Diffprivlib: Privacy-preserving machine learning with Scikit-learn

Train machine learning models with differential privacy guarantees

Naoise Holohan

Data Privacy Data Protection Machine-Learning Open-Source Scientific Libraries (Numpy/Pandas/SciKit/...)

See in schedule Download/View Slides

Data privacy is having an ever-increasing impact on the way data is stored, processed, accessed and utilised, as the legal and ethical effects of data protection regulations take effect around the globe. Differential privacy, considered by many to be the strongest privacy guarantee currently available, gives robust, provable guarantees on protecting privacy, and allows tasks to be completed on data with guarantees on the privacy of individuals in that data. This naturally extends to machine learning, where training datasets can contain sensitive personal information, that are vulnerable to privacy attacks on trained models.
By using differential privacy in the training process, a machine learning model can be trained to accurately represent the dataset at large, but without inadvertently revealing sensitive information about an individual. Diffprivlib is the first library of its kind to leverage the power of differential privacy with scikit-learn and numpy to give data scientists and researchers access to the tools to train accurate, portable models with robust, provable privacy guarantees built-in.
In this talk, we will introduce attendees to the idea of differential privacy, why it is necessary in today's world, and how diffprivlib can be seamlessly integrated within existing scripts to protect your trained models from privacy vulnerabilities. Attendees will be expected to have a basic understanding of sklearn (i.e., how to initialise, fit and predict a model). No knowledge of data privacy or differential privacy will be assumed or required.

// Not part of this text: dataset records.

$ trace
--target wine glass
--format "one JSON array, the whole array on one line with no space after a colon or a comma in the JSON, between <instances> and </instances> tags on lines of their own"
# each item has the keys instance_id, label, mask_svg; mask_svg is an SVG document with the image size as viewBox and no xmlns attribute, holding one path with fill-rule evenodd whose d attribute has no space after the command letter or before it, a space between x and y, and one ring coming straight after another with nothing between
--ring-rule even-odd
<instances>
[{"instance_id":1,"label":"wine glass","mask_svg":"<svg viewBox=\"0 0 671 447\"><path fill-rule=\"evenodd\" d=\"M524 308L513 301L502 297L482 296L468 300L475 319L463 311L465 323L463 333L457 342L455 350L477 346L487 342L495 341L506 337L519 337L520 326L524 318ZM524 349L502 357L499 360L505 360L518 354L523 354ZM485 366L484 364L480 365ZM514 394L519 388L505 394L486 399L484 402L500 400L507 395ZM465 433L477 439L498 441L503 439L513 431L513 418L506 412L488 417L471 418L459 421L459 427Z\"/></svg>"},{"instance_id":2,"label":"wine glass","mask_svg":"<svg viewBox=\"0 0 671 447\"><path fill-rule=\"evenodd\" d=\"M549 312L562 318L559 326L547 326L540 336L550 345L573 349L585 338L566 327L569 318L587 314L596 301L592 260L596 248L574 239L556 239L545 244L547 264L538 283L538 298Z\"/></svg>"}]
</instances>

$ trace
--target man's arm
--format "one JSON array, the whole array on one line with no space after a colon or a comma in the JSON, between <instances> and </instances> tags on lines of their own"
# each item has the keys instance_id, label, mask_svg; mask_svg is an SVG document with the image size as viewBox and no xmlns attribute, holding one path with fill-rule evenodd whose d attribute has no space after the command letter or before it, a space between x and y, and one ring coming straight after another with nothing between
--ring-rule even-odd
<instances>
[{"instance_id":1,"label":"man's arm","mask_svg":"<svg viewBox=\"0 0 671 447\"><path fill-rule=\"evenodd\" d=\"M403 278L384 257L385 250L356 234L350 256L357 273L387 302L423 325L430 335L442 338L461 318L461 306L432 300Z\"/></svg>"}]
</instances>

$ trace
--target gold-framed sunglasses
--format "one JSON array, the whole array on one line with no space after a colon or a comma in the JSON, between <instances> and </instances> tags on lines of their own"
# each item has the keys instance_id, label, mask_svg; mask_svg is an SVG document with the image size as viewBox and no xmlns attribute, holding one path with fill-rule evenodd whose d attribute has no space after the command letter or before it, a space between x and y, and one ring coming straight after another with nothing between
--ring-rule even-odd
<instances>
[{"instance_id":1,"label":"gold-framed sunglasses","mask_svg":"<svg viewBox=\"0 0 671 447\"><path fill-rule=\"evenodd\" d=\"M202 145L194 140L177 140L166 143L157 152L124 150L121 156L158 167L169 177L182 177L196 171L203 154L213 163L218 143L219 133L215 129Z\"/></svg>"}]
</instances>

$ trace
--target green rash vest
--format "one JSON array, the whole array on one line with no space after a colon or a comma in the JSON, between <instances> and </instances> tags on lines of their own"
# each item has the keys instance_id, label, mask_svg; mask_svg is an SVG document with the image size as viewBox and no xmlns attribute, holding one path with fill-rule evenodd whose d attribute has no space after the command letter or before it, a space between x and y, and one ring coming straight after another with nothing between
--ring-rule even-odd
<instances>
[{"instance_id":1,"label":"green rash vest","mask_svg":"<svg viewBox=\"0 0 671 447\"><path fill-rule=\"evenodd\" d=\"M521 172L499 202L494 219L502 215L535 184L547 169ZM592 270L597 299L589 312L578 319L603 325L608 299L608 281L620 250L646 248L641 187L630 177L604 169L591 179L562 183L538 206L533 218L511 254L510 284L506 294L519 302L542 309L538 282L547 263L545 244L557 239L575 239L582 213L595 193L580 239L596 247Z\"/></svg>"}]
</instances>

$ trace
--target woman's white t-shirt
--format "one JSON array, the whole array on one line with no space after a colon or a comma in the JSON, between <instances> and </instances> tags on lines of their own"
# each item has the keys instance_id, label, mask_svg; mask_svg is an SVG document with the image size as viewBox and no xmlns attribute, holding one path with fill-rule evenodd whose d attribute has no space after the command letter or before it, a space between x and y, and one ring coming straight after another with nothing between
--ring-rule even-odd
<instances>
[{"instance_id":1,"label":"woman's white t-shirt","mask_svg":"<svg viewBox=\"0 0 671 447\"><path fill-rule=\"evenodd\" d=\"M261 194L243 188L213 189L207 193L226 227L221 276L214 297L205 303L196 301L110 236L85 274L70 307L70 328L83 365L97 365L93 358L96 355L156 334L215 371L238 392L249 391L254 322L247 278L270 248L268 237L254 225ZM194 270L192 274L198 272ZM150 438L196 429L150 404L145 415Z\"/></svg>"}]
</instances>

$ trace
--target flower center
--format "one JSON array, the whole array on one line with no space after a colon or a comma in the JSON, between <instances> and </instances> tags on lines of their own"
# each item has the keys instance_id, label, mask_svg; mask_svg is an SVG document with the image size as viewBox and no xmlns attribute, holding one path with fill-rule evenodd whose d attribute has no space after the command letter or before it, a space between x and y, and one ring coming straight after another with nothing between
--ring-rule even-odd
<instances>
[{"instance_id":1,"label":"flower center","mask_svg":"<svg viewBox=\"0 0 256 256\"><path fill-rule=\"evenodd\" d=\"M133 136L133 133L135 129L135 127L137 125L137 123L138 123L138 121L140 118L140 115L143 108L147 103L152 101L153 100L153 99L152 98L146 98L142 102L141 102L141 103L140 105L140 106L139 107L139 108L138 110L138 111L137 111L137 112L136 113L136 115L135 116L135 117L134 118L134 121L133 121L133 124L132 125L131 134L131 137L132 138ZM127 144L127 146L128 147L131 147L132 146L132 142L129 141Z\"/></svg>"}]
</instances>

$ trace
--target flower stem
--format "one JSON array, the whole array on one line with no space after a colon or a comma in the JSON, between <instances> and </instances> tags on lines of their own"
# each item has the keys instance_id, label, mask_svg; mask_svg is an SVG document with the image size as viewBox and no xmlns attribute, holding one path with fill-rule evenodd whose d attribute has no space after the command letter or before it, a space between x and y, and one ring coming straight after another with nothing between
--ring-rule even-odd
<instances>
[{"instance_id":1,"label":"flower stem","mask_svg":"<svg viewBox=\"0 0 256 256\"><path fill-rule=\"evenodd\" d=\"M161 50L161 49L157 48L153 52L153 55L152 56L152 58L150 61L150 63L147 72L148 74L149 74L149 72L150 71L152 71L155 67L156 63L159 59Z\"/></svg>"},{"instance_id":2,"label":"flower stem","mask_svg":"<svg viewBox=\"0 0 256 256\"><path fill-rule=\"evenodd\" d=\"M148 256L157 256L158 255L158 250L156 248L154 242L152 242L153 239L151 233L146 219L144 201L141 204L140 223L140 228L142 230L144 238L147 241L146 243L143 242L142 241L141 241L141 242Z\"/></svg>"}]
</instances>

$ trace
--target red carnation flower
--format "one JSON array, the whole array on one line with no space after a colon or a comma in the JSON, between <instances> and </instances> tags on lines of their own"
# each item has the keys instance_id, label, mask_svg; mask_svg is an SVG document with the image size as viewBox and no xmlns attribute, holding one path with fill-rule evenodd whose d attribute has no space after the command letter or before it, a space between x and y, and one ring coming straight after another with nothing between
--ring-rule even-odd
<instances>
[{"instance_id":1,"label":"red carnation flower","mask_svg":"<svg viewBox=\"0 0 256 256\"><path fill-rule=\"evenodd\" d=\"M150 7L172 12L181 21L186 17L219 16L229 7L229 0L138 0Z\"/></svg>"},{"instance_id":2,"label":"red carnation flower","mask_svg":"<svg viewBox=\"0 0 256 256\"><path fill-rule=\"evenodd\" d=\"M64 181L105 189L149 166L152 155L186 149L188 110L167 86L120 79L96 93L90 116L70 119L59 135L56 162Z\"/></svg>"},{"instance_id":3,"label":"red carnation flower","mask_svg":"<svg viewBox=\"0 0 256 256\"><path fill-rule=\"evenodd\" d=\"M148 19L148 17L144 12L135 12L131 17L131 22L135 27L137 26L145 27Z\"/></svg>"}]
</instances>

Type: Talk (30 mins); Python level: Intermediate; Domain level: Beginner


Naoise Holohan

IBM Research Europe

Naoise Holohan is a research scientist in the AI, Privacy and Security Team at the Dublin Research Lab. Since joining IBM in 2017, he has been the differential privacy lead in the team, contributing to the Data Privacy Toolkit and leading the development of the Differential Privacy Library, an open source machine learning library for differential privacy. Prior to joining IBM, Naoise graduated with a PhD from Trinity College Dublin for his work on "Mathematical Foundations of Differential Privacy".